SignalService.IngestSignals — bidi-streaming. Client streams Signal messages; server streams Ack (ACCEPTED / REJECTED_QUEUE_FULL / REJECTED_INVALID). Shares the same downstream pipeline as HTTP.

Tech stack — and why

Layer	Choice	Why this and not something else
Backend language	Go 1.22+	Goroutines and channels map cleanly to the ingestion model. Static binary, fast cold start, race detector in the test runner.
HTTP framework	Gin	Lightweight, ergonomic middleware composition, low allocation in the hot path. Hardened with `SetTrustedProxies(nil)`, `MaxBytesReader`, and full HTTP-server timeouts.
RPC	gRPC + protobuf	Strongly-typed contract for high-volume internal producers. Server-streaming endpoint shares the HTTP pipeline downstream.
Source-of-truth store	PostgreSQL 16	Work items have foreign keys to RCAs and transitions. `SERIALIZABLE` prevents split-brain transitions.
Audit log store	MongoDB 7	Signal payloads are heterogeneous JSON; Mongo is purpose-built for append-only, schema-flexible, secondary-indexed writes at volume.
Cache + debounce state	Redis 7	(a) Atomic Lua scripts — the single primitive that makes correct cross-replica debounce possible. (b) Dashboard hot-path: sorted set keyed by `(severity, last_signal_ts)` gives O(log n) reads, avoiding a Postgres round-trip on every 2s poll.
Timeseries	TimescaleDB (Postgres extension)	Hypertables auto-partition by time for per-minute rollups. One less container than running Prometheus.
Postgres driver	`pgx` v5	Native protocol, built-in pooling, structured-error access for SQLSTATE-based retry logic. Not `database/sql`.
Frontend	Next.js 14 (App Router) + Tailwind + hand-rolled components	Server Components for static pages, Client Components for the polling dashboard. Owned design system per a checked-in `THEME.md`.
Orchestration	Docker Compose	Single command brings the whole stack up. Pinned image digests.
Load test	vegeta	Scriptable, clean reports, scales past 10K rps from one host.

Prerequisites

Tool	Version	Install (macOS)
Docker (with Compose v2)	latest	`brew install --cask docker`
Go	1.22+	`brew install go`
Node + pnpm	Node 20+, pnpm via corepack	`brew install node && corepack enable`
golang-migrate	latest	`brew install golang-migrate`

Linux: install via your package manager, go.dev/dl, nodesource, and the migrate releases page.

Getting started

# 1. Clone + configure
git clone https://github.com/kubeboiii/vellum.git
cd vellum
cp .env.example .env

# 2. Start Postgres, MongoDB, Redis (all bound to 127.0.0.1)
docker compose -f docker/compose.yaml up -d
docker compose -f docker/compose.yaml ps       # wait until all three show (healthy)

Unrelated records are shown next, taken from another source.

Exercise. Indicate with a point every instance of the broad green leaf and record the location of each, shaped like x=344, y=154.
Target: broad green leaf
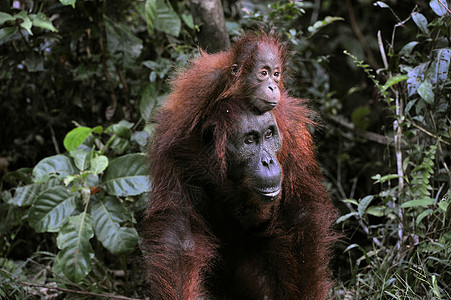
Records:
x=416, y=77
x=57, y=165
x=68, y=2
x=360, y=118
x=188, y=19
x=352, y=201
x=425, y=90
x=99, y=164
x=438, y=8
x=140, y=137
x=121, y=129
x=122, y=44
x=150, y=14
x=34, y=62
x=440, y=66
x=323, y=23
x=4, y=17
x=381, y=4
x=345, y=217
x=385, y=178
x=76, y=137
x=167, y=19
x=51, y=209
x=82, y=158
x=6, y=33
x=127, y=176
x=18, y=177
x=76, y=251
x=119, y=145
x=425, y=202
x=26, y=195
x=41, y=20
x=443, y=204
x=407, y=49
x=423, y=215
x=148, y=101
x=394, y=80
x=108, y=213
x=363, y=204
x=377, y=211
x=26, y=22
x=421, y=22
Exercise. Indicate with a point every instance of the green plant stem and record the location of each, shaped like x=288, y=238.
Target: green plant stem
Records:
x=36, y=285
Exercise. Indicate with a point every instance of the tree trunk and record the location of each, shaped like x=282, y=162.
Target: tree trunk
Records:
x=209, y=16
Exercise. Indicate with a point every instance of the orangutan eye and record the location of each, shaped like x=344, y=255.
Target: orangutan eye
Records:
x=250, y=139
x=268, y=134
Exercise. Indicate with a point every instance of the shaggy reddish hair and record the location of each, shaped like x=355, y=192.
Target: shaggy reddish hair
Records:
x=189, y=236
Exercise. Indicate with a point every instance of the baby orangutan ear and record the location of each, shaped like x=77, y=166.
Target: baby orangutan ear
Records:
x=235, y=69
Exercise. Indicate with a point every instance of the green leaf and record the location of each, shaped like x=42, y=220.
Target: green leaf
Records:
x=407, y=49
x=421, y=22
x=26, y=195
x=425, y=202
x=423, y=215
x=416, y=76
x=394, y=80
x=377, y=211
x=76, y=137
x=108, y=213
x=41, y=20
x=352, y=201
x=438, y=8
x=150, y=15
x=82, y=158
x=6, y=33
x=51, y=209
x=121, y=129
x=440, y=66
x=76, y=251
x=140, y=137
x=57, y=165
x=4, y=17
x=345, y=217
x=188, y=19
x=443, y=205
x=122, y=44
x=381, y=4
x=26, y=22
x=360, y=118
x=127, y=176
x=68, y=2
x=425, y=90
x=99, y=164
x=323, y=23
x=167, y=19
x=363, y=204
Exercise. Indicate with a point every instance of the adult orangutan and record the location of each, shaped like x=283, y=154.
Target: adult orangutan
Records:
x=238, y=209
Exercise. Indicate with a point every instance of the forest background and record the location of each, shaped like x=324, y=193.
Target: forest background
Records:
x=80, y=81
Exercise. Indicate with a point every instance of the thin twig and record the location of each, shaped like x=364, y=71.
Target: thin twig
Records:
x=64, y=289
x=358, y=33
x=371, y=136
x=444, y=6
x=439, y=139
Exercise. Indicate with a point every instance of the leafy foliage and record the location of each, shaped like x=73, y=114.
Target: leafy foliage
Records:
x=70, y=220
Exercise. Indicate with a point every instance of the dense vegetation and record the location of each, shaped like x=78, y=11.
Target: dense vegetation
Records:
x=80, y=81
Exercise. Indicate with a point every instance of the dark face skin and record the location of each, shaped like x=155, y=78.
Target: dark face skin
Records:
x=252, y=153
x=265, y=78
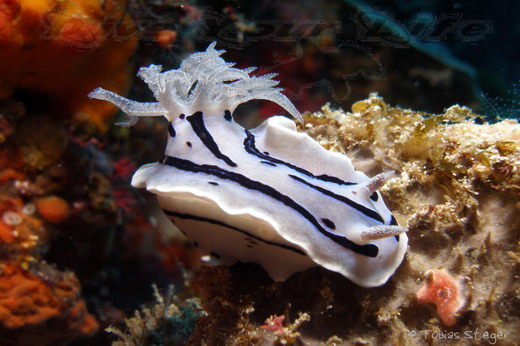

# 3. Apply schema migrations
export DATABASE_URL="postgres://vellum:vellum@localhost:5432/vellum?sslmode=disable"
migrate -path backend/migrations -database "$DATABASE_URL" up

# 4. Run the backend (HTTP :8080, gRPC :9090)
cd backend && go run ./cmd/vellum

Verify and send a signal:

curl -s http://localhost:8080/health | jq
curl -sX POST http://localhost:8080/v1/signals \
  -H 'Content-Type: application/json' \
  -d '{"component_id":"RDBMS_PRIMARY_01","component_type":"RDBMS","severity":"P0","source":"datadog","payload":{"err":"connection refused"}}'
# → 202 {"signal_id":"...","status":"accepted"}

In a second terminal, start the frontend at localhost:3000:

cd frontend
pnpm install                                   # first time only
pnpm dev                                       # or `pnpm build && pnpm start`

60-second demo

Open /dashboard and in a terminal run:

go run ./scripts/simulate-outage.go --scenario all     # ~460 signals over ~15s → ~9 incidents
./scripts/load-test.sh                                 # sustained 10K/sec for 60s (needs `brew install vegeta`)

The live feed updates within 2 seconds. Click any incident for its transition timeline, signal-frequency histogram, payload-fingerprint groups. Submit an RCA to watch the incident close with computed MTTR; view it on /incidents/closed inside the MTTR distribution chart.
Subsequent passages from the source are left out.